Eugene Ionesco was a Romanian-French playwright who wrote mostly in French, and one of the foremost figures of the French Avant-garde theatre.
As a child, Eugene moved to Paris with his Romanian parents so his father could study for a doctorate degree in law. However, shortly after this, Romania entered war with Germany and Austria-Hungary, and his father was called back home for military service. Eugene and his family remained in Paris until Eugene was a young man. He returned to Romanic in 1928 to study in Bucharest and met his future wife, Rodica Burileanu. They married after Eugene completed his studies, and he began teaching French while writing poetry, novels, and literary critiques. He returned to Paris to complete his doctorate on modern poetry and became a French citizen in 1950.
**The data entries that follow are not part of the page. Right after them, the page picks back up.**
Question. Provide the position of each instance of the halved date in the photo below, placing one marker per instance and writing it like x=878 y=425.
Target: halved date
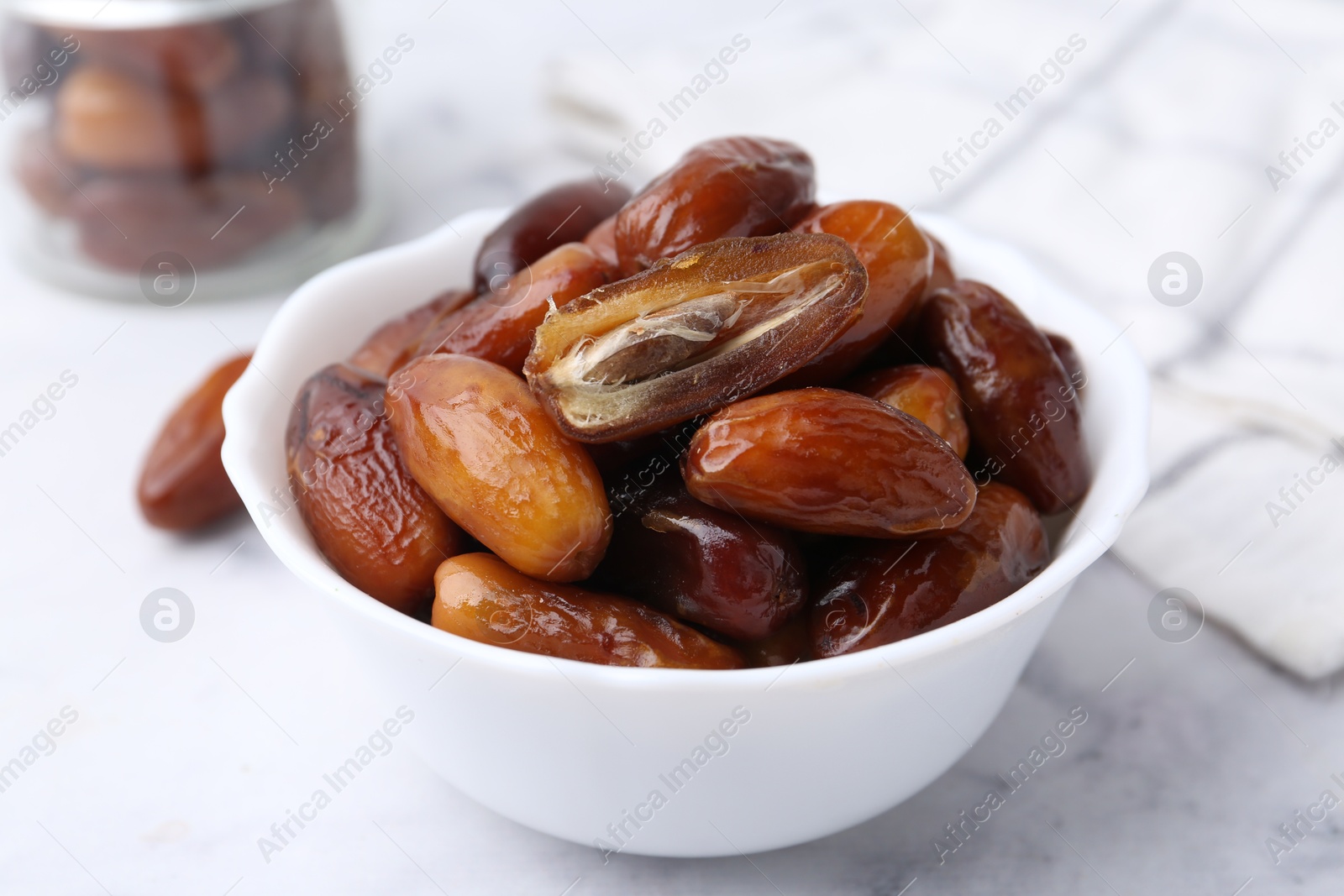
x=477 y=441
x=927 y=394
x=1019 y=399
x=692 y=333
x=480 y=597
x=832 y=463
x=898 y=258
x=884 y=591
x=393 y=343
x=703 y=564
x=183 y=484
x=371 y=520
x=499 y=325
x=727 y=187
x=561 y=215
Eugene did not write his first play until 1948. Having decided to learn English, he was struck by the emptiness of the cliches of daily conversation that appeared in his phrase book. Out of such nonsensical sentences he constructed his first play, The Bald Soprano (1948), which satirizes the deadliness and idiocy of the daily life of a bourgeois society frozen in meaningless formalities. Greatly surprised by the success of the play, Ionesco embarked on a career as a writer of what he called antiplays, which characteristically combine a dream or nightmare atmosphere with grotesque, bizarre, and whimsical humor. He followed The Bald Soprano with other one-act plays in which illogical events create an atmosphere both comic and grotesque, including The Lesson (1950), Rhinoceros (1959), and Exit the King (1962).